A Gaze Cooper Celebration in Nottingham

United KingdomUnited Kingdom  Walter Gaze Cooper: Philip Collin (piano), Hilary Olleson (oboe), Chris Harris and James Hogg (violins), Anna Maguire (viola), Anthony Desbrulais (cello), St Peter’s Church, Nottingham, 26.10.12 (RB)

Sonatina op. 5
Nocturne op. 56 no. 2
Storyette op. 8a movements (Invitation to the party; A disappointment; A surprise)
Romantic sketches (Set 1) op. 8b (Harvest Moon; Falling Leaves)
Humoresque op. 23 no. 4
String Quartet movement Elegie op. 74
Sonatina for oboe and piano op. 86
Piano quintette op. 31 Seasound – A Rhapsody of the Sea

All composers start off as small fish in even smaller local pools. Worth, chance, circumstance, politics, wealth, personality and fashion result in some rising to be recognized as ‘big beasts’ on an international stage while others – the vast majority – do not. From the perspective of history it may well be that some of the great names will sink and others with ‘merely’ local reputations will rise. What is good is that such placements and rankings are revisited through revival, recording, documentation, study and reappraisal.  The absolutes of yesterday and today need to be challenged by each generation.

This free entry concert took place in a church dating from 1340-1485 in the pedestrianised heart of Nottingham. It opened a fresh view on the music of a Nottingham composer who enjoyed a measure of national and even international success during his lifetime. Since his death his life and works have almost completely disappeared from our musical world. Hearing this music I am sure that there is enough alluring grain and fibre there to demand further exploration, study, recordings, preservation and pleasure of and in his music. The Oboe Concertino can be heard on Cameo.

Gaze Cooper (GC) was born at Long Eaton, Nottingham in 1895 and studied at the Royal Academy of Music in London with Benjamin Dale, Eaglefield-Hull and Frederick Dawson. He founded and conducted the orchestra which became the Nottingham Symphony and became the main musical mover and shaker for Nottingham musical life. From 1925 he taught both privately and at the Midland Conservatory of Music. Two of his pupils spoke affectionately about GC and their memories of him at various points in the concert. His compositions include eight symphonies (one premiered in Stettin), four piano concertos, concertos for violin, oboe, horn, double bass, bassoon and viola, two ballets, overtures and other orchestral works, an opera, chamber music and songs. He was also a keen collector of ancient Chinese, Greek and Egyptian art works. You can find further details here.

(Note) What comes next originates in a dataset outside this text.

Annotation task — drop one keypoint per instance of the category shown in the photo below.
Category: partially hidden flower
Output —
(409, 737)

What of the music? Well, it is all engagingly tonal and concise; melody meant something to this composer. Some of the music played was gently unassuming and some of it much more. The three movement Sonatina was in pretty much in the same constellation as Mozart with occasional excursions towards Beethoven. The impressive Nocturne shook off this lighter finery and presented something in an aristocratic manner between Chopin and Medtner. The very short Storyette was in three charming movements – lightly accomplished music as if from the books of Arthur Ransome. Harvest Moon took us back to the world of the Nocturne, magically sustained by Philip Collin who was strongly at the centre of the concert throughout. By contrast its companion was the skittering Falling Leaves. Humoresque was cheerful, jaunty even, with earnest asides. The Fate motif from Beethoven 5 appeared as a subtle allusion. The single movement String Quartet, Elegie took us into a more complex world. The writing is moonlit and intricately complex, almost tentative. The mood and manner recalls the wistful witchery of the string quartet writing in Warlock’s The Curlew.

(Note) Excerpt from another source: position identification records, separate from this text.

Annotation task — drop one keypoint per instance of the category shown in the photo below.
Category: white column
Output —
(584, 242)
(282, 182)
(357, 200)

After this came the Oboe Sonatina. This again is in three movements. It was eloquently put across by Hilary Olleson – very much the singer in this serenade set against a moodily melodramatic Gothic backdrop. Collin and Olleson were equal partners in this work with plenty of interest from both piano and oboe. The writing is as ever succinct – no padding. Lastly came the Piano Quintette Seasound. This is again in a single movement running to about 12 minutes. I found this particularly impressive. Its character is akin to the Elegie. The writing is darkly romantic – again a fine and intense web of sound. There are some Hollywood-like tempestuous episodes: all scudding clouds, crashing combers and black crags. I can imagine this as an accompaniment to a reading of Poe’s The Mystery of Arthur Gordon Pym. It’s a very satisfying piece,but it was a pity we were not given the dates of these works to help us place them in musical history. The concert had no interval and was over by 12.10.

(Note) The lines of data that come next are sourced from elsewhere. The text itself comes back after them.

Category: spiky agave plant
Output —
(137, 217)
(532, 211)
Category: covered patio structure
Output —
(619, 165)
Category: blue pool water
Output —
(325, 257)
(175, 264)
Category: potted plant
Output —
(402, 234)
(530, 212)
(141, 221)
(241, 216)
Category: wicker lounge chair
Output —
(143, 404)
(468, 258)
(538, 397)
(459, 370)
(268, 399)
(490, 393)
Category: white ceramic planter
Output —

The concert was the brainchild of Chris Pilkington with whom I have been in fitful correspondence over the years ever since I wrote to the local paper asking for information about GC back in the very early 1990s. GC’s name first came to attention under a long entry in one of the orchestral catalogues of The Composer’s Guild of Great Britain. This event had been two years in the planning, and Chris and the other players and speakers can take satisfaction in this concert which deserves to lead to more live events and recordings.

The concert which was part of a Saturday morning coffee series was informal. Tea, coffee and biscuits were served and could be supped and eaten during the concert in a friendly relaxed atmosphere. I noticed a few children around with their parents even if the majority of us were over fifty. There is something to be learnt here if we want to keep and broaden audiences for good music.